Les coauteurs sont membres du groupe d’experts pour la « Liste Noire » et la « Watch List » des néophytes envahissantes de Suisse. Ces deux listes sont publiées par Info Flora, le centre national de données et d’informations sur la flore suisse.
Coauteurs Serge Buholzer, Agroscope ; Zurich, Agronome EPF, collaborateur scientifique ; Andrea De Micheli, bureau d’études en environnement / forêt / formation ; Zurich ; ing. forestier EPF; Brigitte Marazzi, Info Flora – c / o Museo cantonale di storia naturale ; Lugano, biologiste, collaboratrice scientifique dans le secteur « Néophytes »; Michael Nobis, Institut fédéral de recherches sur la forêt, la neige et le paysage (WSL) ; Birmensdorf ; biologiste, collaborateur scientifique; Sibyl Rometsch, anciennement Info Flora, biologiste ; Berne, Lisanna Schmidt, Uni Fribourg ; biologiste, collaboratrice scientifique Nicola Schönenberger, Innovabridge Foundation ; Caslano, biologiste
Informations complémentaireswww.infoflora.ch ➞Néophytes www.jardinsuisse.ch ➞Environnement➞Protection de l’environnement ➞ Néophytes envahissantes; Ordonnance sur les paiements directs versés dans l’agriculture: www.admin.ch ➞Droit fédéral ➞Recueil systématique ➞Droit interne ➞9 Economie – Coopération technique ➞91 Agriculture ➞910.13 www.ofag.admin.ch ➞Instruments ➞ Paiements directs
Dispositions légales pour les néophytes dans l’agriculture
• OPD, art. 58, al. 3 : SPB QI : Il convient de lutter contre les plantes posant des problèmes comme le rumex, le chardon des champs, le séneçon jacobée ou les plantes néophytes envahissantes ; il y a lieu notamment d’en empêcher la propagation.

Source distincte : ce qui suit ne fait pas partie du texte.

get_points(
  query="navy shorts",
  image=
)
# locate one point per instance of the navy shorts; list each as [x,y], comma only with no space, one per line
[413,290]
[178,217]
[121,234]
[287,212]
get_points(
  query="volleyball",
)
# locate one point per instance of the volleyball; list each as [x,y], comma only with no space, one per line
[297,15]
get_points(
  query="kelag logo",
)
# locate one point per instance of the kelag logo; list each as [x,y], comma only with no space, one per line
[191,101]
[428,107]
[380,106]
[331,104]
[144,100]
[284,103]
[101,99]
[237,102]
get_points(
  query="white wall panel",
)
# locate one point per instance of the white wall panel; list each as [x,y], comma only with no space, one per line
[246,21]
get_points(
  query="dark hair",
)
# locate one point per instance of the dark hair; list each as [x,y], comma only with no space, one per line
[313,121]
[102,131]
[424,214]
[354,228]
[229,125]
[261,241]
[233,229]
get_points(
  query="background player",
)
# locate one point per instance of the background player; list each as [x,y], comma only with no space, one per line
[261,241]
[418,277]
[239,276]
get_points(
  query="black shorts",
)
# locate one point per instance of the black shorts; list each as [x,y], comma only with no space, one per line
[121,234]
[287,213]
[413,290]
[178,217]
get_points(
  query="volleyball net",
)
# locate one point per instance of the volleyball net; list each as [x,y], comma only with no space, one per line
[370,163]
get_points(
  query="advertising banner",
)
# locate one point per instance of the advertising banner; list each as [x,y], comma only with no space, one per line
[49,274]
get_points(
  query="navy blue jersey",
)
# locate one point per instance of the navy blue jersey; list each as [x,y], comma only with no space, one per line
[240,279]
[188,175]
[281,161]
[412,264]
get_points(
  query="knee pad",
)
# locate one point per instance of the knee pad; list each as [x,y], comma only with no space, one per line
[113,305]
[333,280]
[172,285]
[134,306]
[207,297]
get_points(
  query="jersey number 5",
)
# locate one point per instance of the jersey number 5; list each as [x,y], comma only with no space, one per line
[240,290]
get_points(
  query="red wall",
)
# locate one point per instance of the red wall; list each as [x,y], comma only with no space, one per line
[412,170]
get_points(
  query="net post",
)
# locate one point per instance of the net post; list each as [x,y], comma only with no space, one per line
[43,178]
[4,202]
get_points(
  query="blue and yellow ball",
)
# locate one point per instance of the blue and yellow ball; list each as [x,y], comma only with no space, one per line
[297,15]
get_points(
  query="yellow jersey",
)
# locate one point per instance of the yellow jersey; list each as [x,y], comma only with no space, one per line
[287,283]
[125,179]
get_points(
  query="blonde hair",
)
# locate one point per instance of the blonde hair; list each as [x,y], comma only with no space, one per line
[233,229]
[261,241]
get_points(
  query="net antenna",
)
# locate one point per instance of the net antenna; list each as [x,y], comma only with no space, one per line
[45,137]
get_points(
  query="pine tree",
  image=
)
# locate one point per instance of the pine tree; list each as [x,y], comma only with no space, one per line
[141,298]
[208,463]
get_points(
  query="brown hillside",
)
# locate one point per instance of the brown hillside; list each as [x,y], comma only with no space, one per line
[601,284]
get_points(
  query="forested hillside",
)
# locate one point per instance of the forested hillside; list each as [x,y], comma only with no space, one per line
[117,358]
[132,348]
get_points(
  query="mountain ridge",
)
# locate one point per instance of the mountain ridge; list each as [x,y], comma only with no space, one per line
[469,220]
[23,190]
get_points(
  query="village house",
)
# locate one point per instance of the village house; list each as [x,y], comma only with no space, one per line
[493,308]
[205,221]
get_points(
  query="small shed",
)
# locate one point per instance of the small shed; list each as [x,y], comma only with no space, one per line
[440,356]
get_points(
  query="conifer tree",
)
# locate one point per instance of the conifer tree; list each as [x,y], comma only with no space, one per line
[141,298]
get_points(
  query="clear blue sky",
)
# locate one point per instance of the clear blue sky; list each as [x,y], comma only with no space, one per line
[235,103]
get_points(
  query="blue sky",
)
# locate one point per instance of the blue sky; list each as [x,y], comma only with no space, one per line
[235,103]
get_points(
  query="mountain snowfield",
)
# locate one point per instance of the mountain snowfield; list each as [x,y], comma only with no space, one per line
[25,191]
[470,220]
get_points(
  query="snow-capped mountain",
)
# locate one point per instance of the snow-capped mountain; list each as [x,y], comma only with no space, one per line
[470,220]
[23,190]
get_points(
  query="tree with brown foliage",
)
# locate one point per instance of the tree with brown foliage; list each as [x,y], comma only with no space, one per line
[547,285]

• OPD, art. 59, al. 1 : SPB QII : La contribution pour le niveau de qualité II est versée lorsque les surfaces visées à l’art. 55, al. 1, let. a à f, n et o, ainsi que les arbres visés à l’art. 55, al. 1bis, let. a, présentent la qualité floristique ou les structures favorisant la biodiversité et satisfont aux exigences visées à l’art. 58 et à l’annexe 4.
• Annexe 4, chiffre 14.1.6b : Les surfaces viticoles présentant une diversité naturelle, y compris les zones de manœuvre, ne sont pas imputables si la part de néophytes envahissantes excède 5 % de la surface totale. (Chiffre 14.1.7 : des parties de surfaces peuvent être exclues.)